The sine of the angle between the straight line $\frac{x-2}{3}=\frac{3-y}{-4}=\frac{z-4}{5}$ and the plane 2x - 2y + z = 5 is

• A. $\frac{3}{\sqrt{50}}$
• B. $\frac{3}{50}$
• C. $\frac{4}{5\sqrt2}$
• D. $\frac{\sqrt2}{10}$

Answer 1

The Correct Option is D

We need to find the sine of the angle between the straight line $\frac{x-2}{3} = \frac{3-y}{-4} = \frac{z-4}{5}$ and the plane $2x - 2y + z = 5$.

First, rewrite the equation of the line in the standard form: $\frac{x-2}{3} = \frac{y-3}{4} = \frac{z-4}{5}$. So, the direction vector of the line is $\vec{b} = (3, 4, 5)$.

The normal vector to the plane $2x - 2y + z = 5$ is $\vec{n} = (2, -2, 1)$.

Let $\theta$ be the angle between the line and the plane. The angle between the direction vector $\vec{b}$ of the line and the normal vector $\vec{n}$ of the plane is the complement of $\theta$, i.e., $\frac{\pi}{2} - \theta$.

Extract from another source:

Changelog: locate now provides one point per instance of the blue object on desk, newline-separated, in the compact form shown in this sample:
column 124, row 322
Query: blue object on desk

So, $\sin \theta = \cos(\frac{\pi}{2} - \theta) = \frac{|\vec{b} \cdot \vec{n}|}{|\vec{b}| |\vec{n}|}$

$\vec{b} \cdot \vec{n} = (3)(2) + (4)(-2) + (5)(1) = 6 - 8 + 5 = 3$

$|\vec{b}| = \sqrt{3^2 + 4^2 + 5^2} = \sqrt{9 + 16 + 25} = \sqrt{50} = 5\sqrt{2}$

$|\vec{n}| = \sqrt{2^2 + (-2)^2 + 1^2} = \sqrt{4 + 4 + 1} = \sqrt{9} = 3$

$\sin \theta = \frac{|3|}{(5\sqrt{2})(3)} = \frac{3}{15\sqrt{2}} = \frac{1}{5\sqrt{2}} = \frac{\sqrt{2}}{10}$

Therefore, the sine of the angle between the line and the plane is $\frac{\sqrt{2}}{10}$.

Thus, the correct option is (D) $\frac{\sqrt{2}}{10}$.